Revered Ethiopian referee Lidya Tafesse, a former professional basketball player, and her assistants, Malawian Bernadettar Kwimbira and Nigerian Mimisen Iyorhe, became the first all-women refereeing team to take charge of a match at a senior CAF male tournament.
Tafesse had a remarkable ‘outing’, presenting a wonderful advertisement for female referees while seemingly enjoying herself immensely in the centre of the park.
Of course, two years ago, female referees handled matches at the African Under 23 and Under 17 Cup of Nations tournaments.
But that was at junior level.
On Saturday, Tafesse took it a notch higher. And while at it, she was flawless as she oversaw the tie between Tanzania and Namibia, which ended 1-0 in favour of the Taifa Stars in Limbe, Cameroon.
Tafesse, pictured below, fearlessly took decisions in the game with such aplomb. The three Tanzanian players she yellow-carded within 10 minutes during the second half will attest to that.
Interestingly, the recipients accepted the bookings without any qualms to the satisfaction of CAF referees manager Eddy Maillet, who hails from Seychelles.
“The CHAN is the second most senior national team competition in the continent after the Africa Cup of Nations,” he said.
“It is a wonderful platform for Lidya, Bernadettar and Mimisen to prove what they are capable of. They competed with male referees for places at this tournament and now they have made history.”
The 40-year old Tafesse has been on a 20-year journey of refereeing, and continues to rewrite the history books. A few years ago, she became the first ever woman to officiate a men’s top flight game in Ethiopia.
She was also the first ever woman FIFA centre referee in the East African nation.

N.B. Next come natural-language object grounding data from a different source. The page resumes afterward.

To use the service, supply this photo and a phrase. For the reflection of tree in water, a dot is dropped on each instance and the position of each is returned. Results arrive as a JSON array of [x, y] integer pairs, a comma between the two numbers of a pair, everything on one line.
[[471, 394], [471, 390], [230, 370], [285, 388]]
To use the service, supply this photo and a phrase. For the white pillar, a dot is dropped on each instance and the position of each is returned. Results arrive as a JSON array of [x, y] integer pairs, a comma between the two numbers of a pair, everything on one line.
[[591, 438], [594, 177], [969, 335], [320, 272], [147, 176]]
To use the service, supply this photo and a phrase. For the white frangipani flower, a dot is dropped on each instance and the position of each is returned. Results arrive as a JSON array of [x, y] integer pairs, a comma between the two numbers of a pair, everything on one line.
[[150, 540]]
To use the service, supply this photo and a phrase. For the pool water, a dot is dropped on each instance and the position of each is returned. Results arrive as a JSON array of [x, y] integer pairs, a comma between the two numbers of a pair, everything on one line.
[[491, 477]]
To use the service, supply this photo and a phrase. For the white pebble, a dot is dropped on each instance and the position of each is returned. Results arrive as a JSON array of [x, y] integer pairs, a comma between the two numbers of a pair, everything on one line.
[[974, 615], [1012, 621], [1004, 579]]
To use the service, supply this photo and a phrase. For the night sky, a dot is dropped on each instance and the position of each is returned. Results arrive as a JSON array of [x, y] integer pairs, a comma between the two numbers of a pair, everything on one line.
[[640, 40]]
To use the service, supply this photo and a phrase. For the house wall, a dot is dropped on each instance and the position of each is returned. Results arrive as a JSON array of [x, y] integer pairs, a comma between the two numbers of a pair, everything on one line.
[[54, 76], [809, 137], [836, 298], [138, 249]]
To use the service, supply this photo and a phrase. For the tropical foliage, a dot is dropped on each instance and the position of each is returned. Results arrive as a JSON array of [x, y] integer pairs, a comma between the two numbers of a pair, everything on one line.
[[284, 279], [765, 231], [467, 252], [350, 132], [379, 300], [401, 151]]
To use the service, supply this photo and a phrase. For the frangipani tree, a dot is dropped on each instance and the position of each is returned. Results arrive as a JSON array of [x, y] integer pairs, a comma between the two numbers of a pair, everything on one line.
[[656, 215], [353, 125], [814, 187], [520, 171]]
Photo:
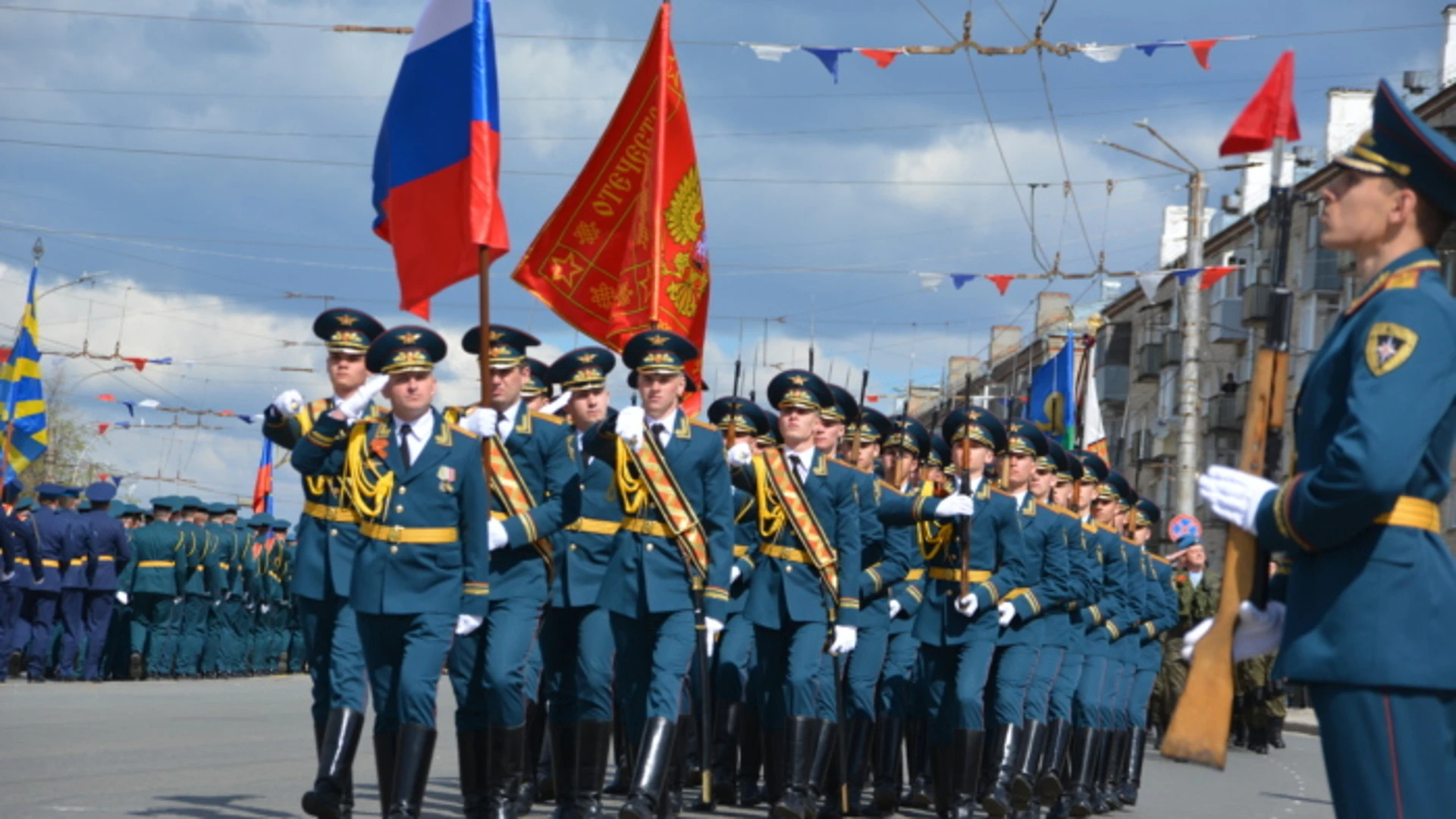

“I started off in Jimma while still playing basketball. I played football in school but basketball was my first sport.
“I was interested when I met one of the instructors doing some courses and some of us from the basketball team were invited. I liked how he was teaching and I got interested more,” Tafesse told the CAF website.
CAF Deputy General Secretary Anthony Baffoe, pictured below, admitted it was a historic day for African football and one that they are proud of.
“CAF is really committed to the development of the women’s game and giving them equal opportunities. The presence of female referees at male competitions is positive for their development as it gives them exposure by officiating competitive games,” Baffoe said .
Maillet revealed that they launched this ground-breaking initiative during the Under 17 AFCON in Tanzania in April 2019 and the outcome was inspiring.
The same year in November, during the Under 23 AFCON in Egypt, female referees were thrust into the spotlight again and they did not disappoint.
The female refereeing duo of Fathia Jermouni and Salma Mukansanga, pictured with a ball, impressively took part in the third-place match.
South Africa’s Akhona Makhalima, a FIFA accredited referee, who often officiates in her country’s DStv Premiership matches, will draw inspiration from Tafesse.
“I want to excel in my country so that I go on to excel in the region, then the rest of Africa and the world. I want to see myself refereeing in the men’s world cup. The one time I said this they said ‘she is daydreaming, but I say anything is possible,” she told FARPost.
Surely, Tafesse and her two assistants have proven it is all possible.